Chronicles of late August 2002, continued.

We spent the balance of Saturday afternoon at the St. Louis Zoo, which is part of the enormous Fair Park. It’s a lush zoo, but the humidity had driven a lot of the animals out of sight, so at times it seemed to be the kind of zoo PETA might run, one with no animals. The St. Louis Zoo also has a free admission -- few zoos do that -- but contains very many special exhibits that cost extra. Still, we had a good time gadding about the zoo, and later we went to dinner at a spot called Blueberry Hill, a busy St. Louis institution of a restaurant, liberally adorned with rock ’n’ roll and other mid-century pop-culture gewgaws.



The food is an interpretation of diner food, and pretty good. We sat near an impressive collection of lunch boxes. That occasioned Jay to tell me about the lunch box he carried in elementary school ca. 1960, one designed to look like a pioneer wagon under attack by Indians, with an rounded top and pioneers painted on the sides, using their firearms. He said he carried it because he didn’t like the cafeteria food. I never carried a lunchbox myself, since I didn’t mind the food at Woodridge Elementary School, ca. 1970. This tolerance for mediocre food has proven very useful in many of my travels (and, for that matter, in other periods of my life as well).



I paid for dinner, and [my brother] Jay paid for the room at the Hilton Frontenac, which is in west suburban St.
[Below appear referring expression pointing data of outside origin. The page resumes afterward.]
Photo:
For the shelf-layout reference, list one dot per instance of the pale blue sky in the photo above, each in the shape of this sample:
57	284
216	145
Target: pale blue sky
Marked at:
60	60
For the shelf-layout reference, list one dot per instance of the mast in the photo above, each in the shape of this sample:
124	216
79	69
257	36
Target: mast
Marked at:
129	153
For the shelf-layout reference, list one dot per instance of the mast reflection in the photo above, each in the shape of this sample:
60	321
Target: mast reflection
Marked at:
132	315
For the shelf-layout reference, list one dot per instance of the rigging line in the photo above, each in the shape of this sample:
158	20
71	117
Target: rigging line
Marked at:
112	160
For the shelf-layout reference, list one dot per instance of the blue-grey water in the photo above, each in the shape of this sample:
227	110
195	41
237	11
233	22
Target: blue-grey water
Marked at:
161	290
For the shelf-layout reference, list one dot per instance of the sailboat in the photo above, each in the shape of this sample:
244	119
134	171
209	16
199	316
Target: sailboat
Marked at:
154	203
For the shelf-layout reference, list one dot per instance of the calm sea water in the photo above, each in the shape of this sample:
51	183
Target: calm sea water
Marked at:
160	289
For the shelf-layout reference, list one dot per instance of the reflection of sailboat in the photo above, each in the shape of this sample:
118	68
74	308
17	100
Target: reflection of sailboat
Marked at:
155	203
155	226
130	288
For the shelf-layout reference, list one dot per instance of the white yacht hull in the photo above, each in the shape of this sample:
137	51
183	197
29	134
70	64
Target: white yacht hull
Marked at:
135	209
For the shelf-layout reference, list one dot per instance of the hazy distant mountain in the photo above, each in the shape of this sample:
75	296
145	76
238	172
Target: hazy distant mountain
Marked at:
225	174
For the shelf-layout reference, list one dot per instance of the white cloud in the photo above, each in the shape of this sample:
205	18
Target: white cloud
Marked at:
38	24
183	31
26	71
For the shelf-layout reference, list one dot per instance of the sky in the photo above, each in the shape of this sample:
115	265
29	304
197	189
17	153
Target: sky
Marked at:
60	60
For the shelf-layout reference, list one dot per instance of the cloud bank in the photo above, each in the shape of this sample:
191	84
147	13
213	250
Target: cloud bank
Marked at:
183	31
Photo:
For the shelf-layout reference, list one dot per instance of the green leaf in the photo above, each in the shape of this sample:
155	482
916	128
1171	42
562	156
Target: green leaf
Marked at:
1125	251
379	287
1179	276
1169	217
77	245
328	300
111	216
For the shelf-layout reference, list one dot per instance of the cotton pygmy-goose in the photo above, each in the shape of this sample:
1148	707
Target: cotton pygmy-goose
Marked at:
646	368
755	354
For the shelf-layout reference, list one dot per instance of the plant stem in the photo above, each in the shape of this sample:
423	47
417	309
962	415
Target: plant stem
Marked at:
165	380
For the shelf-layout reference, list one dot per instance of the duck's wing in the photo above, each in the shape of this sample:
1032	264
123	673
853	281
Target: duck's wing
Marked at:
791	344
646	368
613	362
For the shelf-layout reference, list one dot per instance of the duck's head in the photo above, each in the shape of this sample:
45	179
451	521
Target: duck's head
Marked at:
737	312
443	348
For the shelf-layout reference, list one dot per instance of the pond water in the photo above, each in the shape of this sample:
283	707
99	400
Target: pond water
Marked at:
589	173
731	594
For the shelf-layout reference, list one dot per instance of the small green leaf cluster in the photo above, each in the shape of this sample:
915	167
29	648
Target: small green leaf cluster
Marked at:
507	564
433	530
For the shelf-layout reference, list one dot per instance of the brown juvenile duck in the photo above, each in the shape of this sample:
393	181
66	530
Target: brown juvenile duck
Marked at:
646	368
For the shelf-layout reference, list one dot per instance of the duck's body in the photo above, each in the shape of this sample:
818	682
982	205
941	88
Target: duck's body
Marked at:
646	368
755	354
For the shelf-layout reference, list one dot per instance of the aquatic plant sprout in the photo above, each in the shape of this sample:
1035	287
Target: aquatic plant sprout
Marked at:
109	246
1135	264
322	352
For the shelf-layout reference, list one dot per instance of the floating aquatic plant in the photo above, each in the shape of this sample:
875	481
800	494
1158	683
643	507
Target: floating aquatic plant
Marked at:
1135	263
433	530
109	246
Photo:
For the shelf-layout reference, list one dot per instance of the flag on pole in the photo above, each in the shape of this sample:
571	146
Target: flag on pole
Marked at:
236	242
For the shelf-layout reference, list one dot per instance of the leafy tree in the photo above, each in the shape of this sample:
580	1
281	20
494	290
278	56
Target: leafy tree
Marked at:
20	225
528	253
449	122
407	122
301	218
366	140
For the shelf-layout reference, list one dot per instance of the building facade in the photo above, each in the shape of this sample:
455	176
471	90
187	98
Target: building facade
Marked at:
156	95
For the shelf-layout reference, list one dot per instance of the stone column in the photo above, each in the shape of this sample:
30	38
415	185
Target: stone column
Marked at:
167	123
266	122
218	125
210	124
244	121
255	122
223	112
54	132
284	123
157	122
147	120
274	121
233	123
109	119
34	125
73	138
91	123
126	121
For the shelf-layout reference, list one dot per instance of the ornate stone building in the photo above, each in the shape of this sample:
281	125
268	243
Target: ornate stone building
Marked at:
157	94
Louis. It had a pleasant outdoor pool, where Lilly, [my nephew] Robert and I did some swimming late in the evening. The name Frontenac interested me: another small example of the vestiges of French influence in the Midwest, mostly in place names. But not always place-names. I’ve heard that the municipal symbol of the city used to be King Louis IX, or at least a caricature of him, plus fleurs-de-lis. An equestrian statute of Louis still stands in Fair Park, but a good many decades ago the Arch took his place in the iconography of the city. Fittingly, I guess -- the French dropped their North American ball a long time ago, to be picked up by Anglo-Americans. The Arch, in case you didn’t know, is officially the Gateway Arch, and it stands in the Jefferson National Expansion Memorial National Historic Site. Whew.



We went home on Sunday, which meant doing the drive back across Illinois. Before leaving the St. Louis area, but after saying goodbye to Jay and Robert, who headed back to Dallas at about the same time, Lilly and I went to the Shrine of Our Lady of the Snows, which has long been (for me) an intriguing spot on the map. I was expecting a small hillside shrine or some such. It is nothing of the kind. Besides the “main shrine” -- which looked more like an outdoor theater to me, though it was so hot that I didn’t walk around for a close look -- there’s a church, hotel, apartment complex, radio station, visitors center, parking lots, walking trails, several huge pieces of sculpture, and a lot of hilly, wooded land. Plus a playground with a Biblical theme: pics of various Bible stories here and there, and a walking course around the playground illustrated to represent the seven days of creation. Lilly played there without regard to the unusual theme.